Thursday, December 17, 2009

The Perfume Museum’s Hall of Olfactory Technology

In What the Nose Knows I described how our olfactory past is constantly evaporating, taking with it molecule by molecule our cultural heritage. The case is particularly acute for perfumes:

Brands don’t live forever. Commercial death occurs when the last bottle comes off the production line, and psychosensory rigor mortis sets in with the last spray from the last bottle. An extinct fragrance can trigger no memories for anyone. To preserve memory we must preserve the juice itself. How will we know what we’re missing when it’s not there to smell?
This inspired me to discuss Andy Warhol’s idea of a Perfume Museum, a concept with some merit but that poorly executed could prove to be a testosterone-draining experience for most men. To compensate I suggested the museum include a hormone-stabilizing Hall of Olfactory Technology, featuring the first atomizer—invented in 1859 for purposes other than perfume application—and how it inspired Wilhelm Maybach’s design of the carburetor and led to Robert Millikan’s Nobel Prize for Physics in 1923.
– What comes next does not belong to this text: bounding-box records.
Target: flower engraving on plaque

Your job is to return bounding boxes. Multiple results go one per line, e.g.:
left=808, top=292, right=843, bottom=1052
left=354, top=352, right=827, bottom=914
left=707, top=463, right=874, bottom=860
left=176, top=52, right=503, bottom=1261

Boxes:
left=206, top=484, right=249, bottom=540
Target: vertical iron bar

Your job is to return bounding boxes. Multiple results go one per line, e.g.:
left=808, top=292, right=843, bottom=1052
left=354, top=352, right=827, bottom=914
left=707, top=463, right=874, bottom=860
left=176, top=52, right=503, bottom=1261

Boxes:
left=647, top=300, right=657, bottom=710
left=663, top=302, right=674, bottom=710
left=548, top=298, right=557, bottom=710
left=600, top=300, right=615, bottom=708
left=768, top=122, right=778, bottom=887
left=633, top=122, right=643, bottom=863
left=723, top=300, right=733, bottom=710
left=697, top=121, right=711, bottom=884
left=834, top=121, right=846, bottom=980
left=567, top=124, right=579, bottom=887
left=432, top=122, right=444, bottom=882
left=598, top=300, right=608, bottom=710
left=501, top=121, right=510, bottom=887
Now, thanks to Perfumaniac, the nom de web of a New Orleans-based blogger who writes at Yesterday’s Perfume, I’ve got another potential exhibit for the Hall of O.T.

Perfumaniac’s specialty is reviewing vintage scents from the deep past. Today she posted about an old-fashioned perfume vending machine that’s for sale on eBay. It’s a table-top model that offered four name-brand scents in “bottlettes”—crack-open reed tubes filled with a couple of drops of juice. You insert a quarter, rotate the dispenser to your scent of choice, and pull a lever to release the sample. Think of it as a scaled-up version of those toothpick dispensers you find in diners. (The device is truly meant for the table top: it has napkin holders on either side . . .)
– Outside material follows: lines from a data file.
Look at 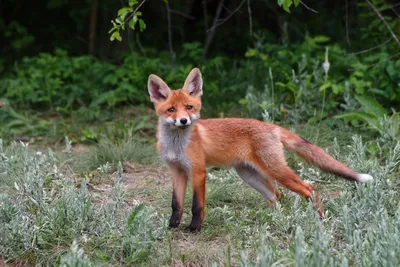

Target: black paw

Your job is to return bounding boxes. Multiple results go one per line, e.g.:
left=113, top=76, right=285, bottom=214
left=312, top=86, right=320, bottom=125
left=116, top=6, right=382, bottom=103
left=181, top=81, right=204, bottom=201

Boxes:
left=187, top=222, right=201, bottom=232
left=168, top=213, right=181, bottom=228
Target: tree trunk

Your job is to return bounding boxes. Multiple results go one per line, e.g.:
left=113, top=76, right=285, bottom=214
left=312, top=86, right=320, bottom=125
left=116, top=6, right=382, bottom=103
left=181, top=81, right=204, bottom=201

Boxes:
left=89, top=0, right=99, bottom=55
Intrigued by Perfumaniac’s discovery I did a little research of my own and found this to be one in a long line of coin-operated perfume dispensers. Most of them actually spray the customer with scent. The most famous was probably the Perfumatic device: put in a dime, place your neck by the nozzle, and “press plunger firmly all the way in” (which coincidently happens to be our motto here at First Nerve.)

The Perfumatic was typically mounted on a restroom wall; it came in two- and four-column models. The company, based in Canada, had over four hundred units installed in the United States by 1952. The local distributor was Jo-Lo Perfumatic, based in Jersey City, New Jersey.

Further back we find the One Cent Bull Perfume Dispenser by the Continental Novelty Co. of Buffalo, New York. You insert your penny, pull down on the bull’s horns, and get a squirt of scent from his mouth. 

This device—“Whiffs of Fragrance”—allows you to “Perfume Your Handkerchief” after selecting one of the four bottles, inserting a coin, and pulling down on the lever.

The technology has come a long way in some respects (remember the Robo-Spritzer?) but the basic idea remains the same.


Olfacta said...

Dr G have you ever been to the Museum of Jurassic Technology, in Los Angeles? Very odd and worth a trip.

I remember seeing those perfume dispensers here and there.

Della Chuang said...

Interesting article. Thank you for sharing the images of these perfume dispensers. I would like to design one in the future:))

Nathan Branch said...

Oh, Della! That would be . . . I can't even think of a word that conveys the bouncing up and down excitement I feel when thinking of a newly designed machine like one of the above.

Avery: "press plunger firmly all the way in" as your new motto -- I like it! Is it an upgrade to the BurrOmeter technology? :)

Avery Gilbert said...


Thanks for pointing me to the Museum of Jurassic Technology. Their web site is quite bizarre--next time in LA I'm so there.

P.S. My favorite $3 ticket in San Francisco is the Camera Obscura next to the Cliff House. Something hypnotically soothing about watching the entire outside world rotate slowly in a shallow bowl.

Avery Gilbert said...

Della Chuang:

Perfumatics are retro classics of design--they're the Cadillac tailfins of perfume technology. Check out this photo.

I vote with Nathan Branch: you should definitely do something along these lines!